问题
I am working on a university project which combines data science and GIS. We need to find an open-source solution capable of obtaining additional information from a massive GPS coordinates dataset. Clearly, I cannot use any API with daily request limit.
THE DATA
Here you can find a sample of the dataset the Professor provided us:
longitude <- c(10.86361, 10.96062, 10.93032, 10.93103, 10.93212)
latitude <- c(44.53355, 44.63234, 44.63470, 44.63634, 44.64559)
longlat <- data.frame(longitude, latitude)
ID <- seq.int(1, 10)
FIRST TASK: Already Accomplished!
The first step was joining my SpatialPoints
with a SpatialPolygonsDataFrame
using over()
of rgeos
. The SpatialPolygonsDataFrame
was obtained through getData('GADM', country='ITA', level=3)
of rgeos
.
For this first accomplished task, the objective was to associate to each GPS coordinates the information about City
and Region
which they belong to.
An example of the result I was able to obtain is:
require(sp)
require(rgeos)
my_spdf <- SpatialPointsDataFrame(coords = longlat, data = ID, proj4string = CRS(" +proj=longlat +datum=WGS84 +no_defs +ellps=WGS84 +towgs84=0,0,0 "))
italy_administrative_boundaries_level3 <- getData('GADM', country='ITA', level=3)
result <- over(my_spdf, italy_administrative_boundaries_level3)[, c("NAME_0", "NAME_1", "NAME_2", "NAME_3")]
result$ID <- ID
print(result)
SECOND TASK: MY QUESTION
Now the stuff become tricky because I need to associate additional and deeper information like road_name
and road_type
.
This information are contained in the shapefiles created on OpenStreetMap and available at: download.geofabrik.de/europe/italy.html.
I loaded the shapefile in R obtaining a SpatialLinesDataFrame
:
require(rgdal)
shapefile_roads <- readOGR(dsn = "./road", layer = "roads")

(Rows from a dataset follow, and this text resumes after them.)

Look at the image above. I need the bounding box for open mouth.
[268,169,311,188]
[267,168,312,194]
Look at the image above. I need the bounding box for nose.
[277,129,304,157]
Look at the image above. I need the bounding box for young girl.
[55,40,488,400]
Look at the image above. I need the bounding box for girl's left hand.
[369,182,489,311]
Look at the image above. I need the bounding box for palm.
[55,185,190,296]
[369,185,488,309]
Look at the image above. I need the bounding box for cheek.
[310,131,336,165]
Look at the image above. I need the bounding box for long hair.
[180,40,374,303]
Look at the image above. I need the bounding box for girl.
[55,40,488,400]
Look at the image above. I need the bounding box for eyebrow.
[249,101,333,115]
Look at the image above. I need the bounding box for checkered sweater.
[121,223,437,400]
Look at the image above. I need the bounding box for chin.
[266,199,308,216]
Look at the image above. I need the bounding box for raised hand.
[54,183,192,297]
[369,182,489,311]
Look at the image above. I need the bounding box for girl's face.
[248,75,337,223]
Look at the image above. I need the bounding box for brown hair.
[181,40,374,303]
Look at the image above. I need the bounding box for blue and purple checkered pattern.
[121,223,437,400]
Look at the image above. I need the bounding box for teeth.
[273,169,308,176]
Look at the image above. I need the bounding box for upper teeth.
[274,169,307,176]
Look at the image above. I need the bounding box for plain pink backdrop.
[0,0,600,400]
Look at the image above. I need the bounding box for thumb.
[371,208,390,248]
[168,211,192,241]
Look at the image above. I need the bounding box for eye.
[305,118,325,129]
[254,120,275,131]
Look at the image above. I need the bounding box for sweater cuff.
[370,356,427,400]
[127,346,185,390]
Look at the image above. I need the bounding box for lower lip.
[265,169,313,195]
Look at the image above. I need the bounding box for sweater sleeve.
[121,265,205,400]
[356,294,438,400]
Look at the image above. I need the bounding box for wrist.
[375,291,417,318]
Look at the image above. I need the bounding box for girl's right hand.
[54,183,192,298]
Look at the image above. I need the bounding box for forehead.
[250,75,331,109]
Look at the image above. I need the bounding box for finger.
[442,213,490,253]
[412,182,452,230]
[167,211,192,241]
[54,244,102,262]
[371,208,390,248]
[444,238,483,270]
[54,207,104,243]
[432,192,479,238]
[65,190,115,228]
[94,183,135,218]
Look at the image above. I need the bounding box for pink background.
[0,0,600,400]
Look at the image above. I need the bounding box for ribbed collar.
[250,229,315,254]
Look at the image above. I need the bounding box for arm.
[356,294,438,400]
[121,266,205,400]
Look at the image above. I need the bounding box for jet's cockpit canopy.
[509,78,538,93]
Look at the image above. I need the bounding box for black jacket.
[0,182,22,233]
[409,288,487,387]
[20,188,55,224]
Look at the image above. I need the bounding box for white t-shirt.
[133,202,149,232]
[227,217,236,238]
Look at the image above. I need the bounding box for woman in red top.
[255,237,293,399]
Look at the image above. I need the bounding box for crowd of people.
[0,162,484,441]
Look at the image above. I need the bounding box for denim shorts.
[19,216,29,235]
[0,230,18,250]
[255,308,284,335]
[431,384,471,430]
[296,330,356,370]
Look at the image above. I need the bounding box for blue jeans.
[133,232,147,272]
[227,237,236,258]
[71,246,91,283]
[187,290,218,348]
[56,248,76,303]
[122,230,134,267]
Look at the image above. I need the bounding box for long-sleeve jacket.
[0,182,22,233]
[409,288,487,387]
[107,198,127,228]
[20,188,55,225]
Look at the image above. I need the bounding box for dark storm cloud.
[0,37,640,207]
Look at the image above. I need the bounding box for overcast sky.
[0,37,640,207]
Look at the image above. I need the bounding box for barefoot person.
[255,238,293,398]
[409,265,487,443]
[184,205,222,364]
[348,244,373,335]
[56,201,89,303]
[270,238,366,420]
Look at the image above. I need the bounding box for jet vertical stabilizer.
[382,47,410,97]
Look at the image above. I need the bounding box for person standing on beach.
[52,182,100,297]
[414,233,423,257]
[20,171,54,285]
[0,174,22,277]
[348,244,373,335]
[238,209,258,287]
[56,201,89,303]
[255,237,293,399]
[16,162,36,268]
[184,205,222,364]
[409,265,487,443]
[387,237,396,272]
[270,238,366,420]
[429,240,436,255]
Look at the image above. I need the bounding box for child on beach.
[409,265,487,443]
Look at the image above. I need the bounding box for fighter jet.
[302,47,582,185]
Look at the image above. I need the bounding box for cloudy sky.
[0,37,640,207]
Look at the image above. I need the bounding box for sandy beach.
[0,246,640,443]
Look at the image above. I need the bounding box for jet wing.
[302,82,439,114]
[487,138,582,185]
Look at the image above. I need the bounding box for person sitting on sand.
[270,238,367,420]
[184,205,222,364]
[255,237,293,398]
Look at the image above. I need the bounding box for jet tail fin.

Then, I naively tried to apply the same technique as for joining SpatialPoints
and SpatialPolygonsDataFrame
:
result <- over(my_spdf, shapefile_roads)
Clearly, the result is just NA
. One possible reason that came into my mind was that the coordinates of my_df
are not in the exact position of the Lines
in shapefile_roads
, therefore, I should need some kind of radius parameter. However, I am not really sure.
Can you suggest me the correct approach to perform this spatial join between my SpatialPoints
and the attributes of the SpatialLinesDataFrame
obtained from the road_shapefile
of OpenStreetMap?
Please if something is not very clear do not hesitate to ask.
回答1:
Your example data
library(raster)
longitude <- c(10.86361, 10.96062, 10.93032, 10.93103, 10.93212)
latitude <- c(44.53355, 44.63234, 44.63470, 44.63634, 44.64559)
longlat <- data.frame(longitude, latitude)
ID <- data.frame(ID=1:5)
ita_gadm3 <- getData('GADM', country='ITA', level=3)[, c("NAME_0", "NAME_1", "NAME_2", "NAME_3")]
#use `sp::over` or `raster::extract`
result <- extract(ita_gadm3, longlat)
Some roads:
road <- spLines(cbind(longitude+.1, latitude), cbind(longitude-.1, rev(latitude)), cbind(longitude-.1, latitude+1), crs=crs(ita_gadm3))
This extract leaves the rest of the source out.